Build.zig.zon : check upstream checksum

I’m fiddling today with the build system and something bugs me.

(for context I’m trying to compile a Qt hello world via zig and fetch qt libs via the build system. Might or might not be a bad idea, but it’s not necessary directly relevant)

Problem statement :

I have http://random_mirror_im_not_fully_confident_with.com/tarball.tar.xz
I also have a md5sum for tarball.tar.xz on the official website, so I want to check.
I can do this by hand, so far so good.

If I use the url directly as .url in the build.zig.zon, zig will nicely and helpfully download the source, extract it and provide a .hash = ... for me.
(btw : I love the scheme of 0.16 that gives you both an easy to reach inflated folder and a canonical re-compressed version in the global cache, but I digress)

Now, what bugs me is how do I make sure the stuff zig downloaded is what’s expected ? I have zig’s provided hash that “protect” whatever is in zig-pkg, but it’s inflated and cannot run a md5sum on the folder.
I was thinking I could download manually, run the checksum, manually inflate and point .path = ... in the zon file but in that case the .hash = is not used as far as I know. So while working for me locally, I could not switch to upstream fetching with the same confidence.

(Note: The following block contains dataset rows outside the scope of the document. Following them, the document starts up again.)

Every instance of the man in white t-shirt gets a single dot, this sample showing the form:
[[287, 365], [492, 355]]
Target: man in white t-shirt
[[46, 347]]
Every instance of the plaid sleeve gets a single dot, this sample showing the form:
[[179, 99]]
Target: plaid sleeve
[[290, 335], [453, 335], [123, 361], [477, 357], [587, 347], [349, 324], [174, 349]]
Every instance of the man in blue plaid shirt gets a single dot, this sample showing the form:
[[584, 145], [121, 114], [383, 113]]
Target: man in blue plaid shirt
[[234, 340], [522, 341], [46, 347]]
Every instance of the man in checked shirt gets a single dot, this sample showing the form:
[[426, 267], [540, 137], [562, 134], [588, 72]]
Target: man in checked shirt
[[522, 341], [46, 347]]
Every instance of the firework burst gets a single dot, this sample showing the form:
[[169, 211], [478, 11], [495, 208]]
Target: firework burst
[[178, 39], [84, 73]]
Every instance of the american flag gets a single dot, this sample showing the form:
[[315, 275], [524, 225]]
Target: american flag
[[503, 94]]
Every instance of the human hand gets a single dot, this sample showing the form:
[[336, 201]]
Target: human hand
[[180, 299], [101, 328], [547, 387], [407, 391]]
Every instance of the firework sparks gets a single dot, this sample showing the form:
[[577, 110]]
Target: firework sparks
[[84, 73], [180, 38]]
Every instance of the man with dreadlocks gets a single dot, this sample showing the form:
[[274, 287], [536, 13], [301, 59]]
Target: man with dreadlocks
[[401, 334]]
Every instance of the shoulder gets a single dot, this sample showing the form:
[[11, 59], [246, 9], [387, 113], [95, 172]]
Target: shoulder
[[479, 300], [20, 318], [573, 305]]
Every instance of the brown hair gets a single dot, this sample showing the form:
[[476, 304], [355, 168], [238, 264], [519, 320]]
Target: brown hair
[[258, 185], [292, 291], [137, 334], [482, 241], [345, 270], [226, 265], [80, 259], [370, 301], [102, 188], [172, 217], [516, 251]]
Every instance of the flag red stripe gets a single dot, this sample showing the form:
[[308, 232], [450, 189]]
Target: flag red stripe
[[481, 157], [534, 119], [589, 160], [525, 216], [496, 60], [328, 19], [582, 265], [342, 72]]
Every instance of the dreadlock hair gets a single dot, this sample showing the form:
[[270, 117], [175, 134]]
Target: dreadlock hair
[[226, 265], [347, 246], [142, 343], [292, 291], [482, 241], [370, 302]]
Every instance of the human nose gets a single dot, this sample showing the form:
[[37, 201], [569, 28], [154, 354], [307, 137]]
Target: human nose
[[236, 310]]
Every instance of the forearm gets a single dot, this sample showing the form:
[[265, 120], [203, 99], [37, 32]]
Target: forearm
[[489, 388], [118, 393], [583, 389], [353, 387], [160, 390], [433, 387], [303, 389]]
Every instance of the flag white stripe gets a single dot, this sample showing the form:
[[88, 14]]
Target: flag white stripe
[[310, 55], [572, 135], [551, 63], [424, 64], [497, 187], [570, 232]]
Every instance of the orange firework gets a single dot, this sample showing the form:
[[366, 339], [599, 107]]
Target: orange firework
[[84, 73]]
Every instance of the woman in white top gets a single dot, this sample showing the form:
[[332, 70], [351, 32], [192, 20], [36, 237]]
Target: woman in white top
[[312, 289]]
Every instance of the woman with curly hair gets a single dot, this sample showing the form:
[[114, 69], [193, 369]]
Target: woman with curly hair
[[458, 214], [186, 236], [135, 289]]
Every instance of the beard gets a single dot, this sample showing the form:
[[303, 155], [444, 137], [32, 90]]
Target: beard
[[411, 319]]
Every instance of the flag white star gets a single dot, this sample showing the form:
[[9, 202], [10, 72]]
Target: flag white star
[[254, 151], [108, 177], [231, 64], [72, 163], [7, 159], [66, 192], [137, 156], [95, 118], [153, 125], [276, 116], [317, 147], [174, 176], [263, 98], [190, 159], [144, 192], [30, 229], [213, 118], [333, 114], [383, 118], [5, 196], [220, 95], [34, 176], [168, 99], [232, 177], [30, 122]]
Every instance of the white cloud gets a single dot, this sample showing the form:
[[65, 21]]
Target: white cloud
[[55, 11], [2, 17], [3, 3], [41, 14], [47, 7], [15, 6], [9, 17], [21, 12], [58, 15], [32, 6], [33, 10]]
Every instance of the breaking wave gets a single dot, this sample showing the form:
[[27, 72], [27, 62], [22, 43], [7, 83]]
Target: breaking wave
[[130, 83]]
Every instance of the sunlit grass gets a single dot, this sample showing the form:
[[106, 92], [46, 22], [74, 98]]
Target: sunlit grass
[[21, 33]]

It feels like zig is encouraging me to blindly fetch this stuff and this feels wrong that zig is not pushing me toward good practice.

Am I missing something obvious ? Does it seems a legit concern ? How would you address this ?

Digression - where I just want to babble on software dependencies The stuff above is pretty low stakes in my little experiment, but I'm genuinely surprised feeling zig pushing me toward not doing the right thing. I'm following zig closely for some years now, while the "this is hard" feeling has been common, "this is wrong" feeling is new (or crazy rare at least)

Supply-chain attack becomes more of a concern by the day lately, and it seems to me the package manager model “à la” pip/npm etc.. will become unsustainable.
But boy ! The convenience ! Manual dependency management is a hard sell in comparison (until you have catastrophic ecosystem collapse of course, because trust is gained slowly but breaks fast…)

Anyways, I find zig’s approach so interesting (as usual tbh). Strategic friction where the bad idea is just slightly harder to do. Let’s offer convenience in the usage, but still force manual authoring of dependencies. It’s a fine line to walk, and the “decentralized but fingerprinted” road taken by zig so far delighted me.
But the example above made me realize that just blindly zig fetch is a big temptation, and … Not sure honestly, just had to put that out somewhere I guess.

Note that I’m not saying zig fetch --save is a bad idea. It’s a brilliant QoL feature. But it makes me wondering if something is in a local optimum here …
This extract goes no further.